/news/world

Quitter Cuba pour ramener leur bébé en lieu sûr

Dominique Lelièvre | Agence QMI 

Les femmes et les enfants d’abord : tel est le plan auquel s’est résigné, en catastrophe, un couple de Québécois en vacances à Cuba qui voulaient à tout prix rapatrier leur enfant de neuf mois en lieu sûr.

Voyez dans la vidéo ci-dessus l'appel à l'aide lancé par Gino Pascone sur Facebook jeudi.

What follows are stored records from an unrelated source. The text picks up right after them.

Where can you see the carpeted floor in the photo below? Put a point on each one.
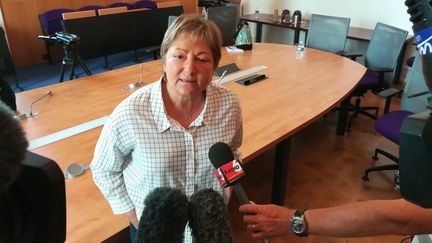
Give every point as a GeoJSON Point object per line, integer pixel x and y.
{"type": "Point", "coordinates": [40, 75]}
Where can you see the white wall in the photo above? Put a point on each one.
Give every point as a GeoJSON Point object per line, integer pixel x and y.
{"type": "Point", "coordinates": [363, 13]}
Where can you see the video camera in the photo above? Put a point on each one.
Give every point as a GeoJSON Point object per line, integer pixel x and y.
{"type": "Point", "coordinates": [210, 3]}
{"type": "Point", "coordinates": [62, 37]}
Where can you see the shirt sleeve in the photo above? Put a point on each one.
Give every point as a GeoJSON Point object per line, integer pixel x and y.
{"type": "Point", "coordinates": [112, 155]}
{"type": "Point", "coordinates": [238, 135]}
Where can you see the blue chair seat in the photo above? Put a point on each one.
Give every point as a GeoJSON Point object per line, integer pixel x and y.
{"type": "Point", "coordinates": [369, 81]}
{"type": "Point", "coordinates": [390, 123]}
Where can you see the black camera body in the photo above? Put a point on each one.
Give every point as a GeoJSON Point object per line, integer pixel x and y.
{"type": "Point", "coordinates": [66, 38]}
{"type": "Point", "coordinates": [62, 38]}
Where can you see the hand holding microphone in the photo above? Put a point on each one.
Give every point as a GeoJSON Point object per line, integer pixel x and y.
{"type": "Point", "coordinates": [229, 171]}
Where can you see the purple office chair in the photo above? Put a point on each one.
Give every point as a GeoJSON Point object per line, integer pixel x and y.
{"type": "Point", "coordinates": [91, 7]}
{"type": "Point", "coordinates": [381, 57]}
{"type": "Point", "coordinates": [120, 4]}
{"type": "Point", "coordinates": [145, 4]}
{"type": "Point", "coordinates": [390, 123]}
{"type": "Point", "coordinates": [50, 22]}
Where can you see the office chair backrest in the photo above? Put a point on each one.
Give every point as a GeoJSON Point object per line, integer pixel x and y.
{"type": "Point", "coordinates": [121, 4]}
{"type": "Point", "coordinates": [327, 33]}
{"type": "Point", "coordinates": [51, 20]}
{"type": "Point", "coordinates": [90, 7]}
{"type": "Point", "coordinates": [385, 46]}
{"type": "Point", "coordinates": [414, 84]}
{"type": "Point", "coordinates": [113, 10]}
{"type": "Point", "coordinates": [168, 4]}
{"type": "Point", "coordinates": [79, 14]}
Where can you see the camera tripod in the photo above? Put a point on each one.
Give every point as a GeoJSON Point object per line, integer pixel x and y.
{"type": "Point", "coordinates": [72, 58]}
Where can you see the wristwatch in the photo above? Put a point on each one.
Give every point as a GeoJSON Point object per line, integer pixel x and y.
{"type": "Point", "coordinates": [298, 223]}
{"type": "Point", "coordinates": [75, 169]}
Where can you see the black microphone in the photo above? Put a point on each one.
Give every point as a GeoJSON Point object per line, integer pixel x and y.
{"type": "Point", "coordinates": [164, 217]}
{"type": "Point", "coordinates": [421, 16]}
{"type": "Point", "coordinates": [13, 147]}
{"type": "Point", "coordinates": [208, 218]}
{"type": "Point", "coordinates": [220, 154]}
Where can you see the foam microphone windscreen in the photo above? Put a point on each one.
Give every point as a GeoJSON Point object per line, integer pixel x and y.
{"type": "Point", "coordinates": [208, 218]}
{"type": "Point", "coordinates": [219, 154]}
{"type": "Point", "coordinates": [164, 217]}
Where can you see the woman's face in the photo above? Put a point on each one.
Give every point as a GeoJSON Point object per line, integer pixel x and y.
{"type": "Point", "coordinates": [189, 67]}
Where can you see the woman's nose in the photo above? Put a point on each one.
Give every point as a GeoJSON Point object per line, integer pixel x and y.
{"type": "Point", "coordinates": [189, 65]}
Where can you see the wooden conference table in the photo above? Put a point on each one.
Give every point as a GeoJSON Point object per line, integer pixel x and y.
{"type": "Point", "coordinates": [297, 93]}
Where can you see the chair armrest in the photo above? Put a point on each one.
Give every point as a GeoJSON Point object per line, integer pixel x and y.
{"type": "Point", "coordinates": [390, 92]}
{"type": "Point", "coordinates": [381, 69]}
{"type": "Point", "coordinates": [352, 56]}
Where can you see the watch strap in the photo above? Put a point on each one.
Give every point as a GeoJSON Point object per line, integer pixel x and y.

En vacances à Cayo Coco depuis samedi, Ariane Dessureault et Gino Pascone voulaient à tout prix éviter d’affronter la tempête avec leur garçon.

La solution de leur compagnie aérienne, Sunwing, était loin de les enchanter. Selon Mme Dessureault, un représentant leur a proposé un transport par autocar à Varadero, un trajet de plusieurs heures, mais il ne pouvait leur garantir un vol de retour rapidement.

«J’ai paniqué. J’ai mon petit garçon de neuf mois avec moi, je n’ai presque pas de nourriture parce qu’il ne veut rien manger là-bas, et je me demandais ce qui allait se passer ensuite», a témoigné la jeune femme, quelques minutes après avoir atterri à Montréal.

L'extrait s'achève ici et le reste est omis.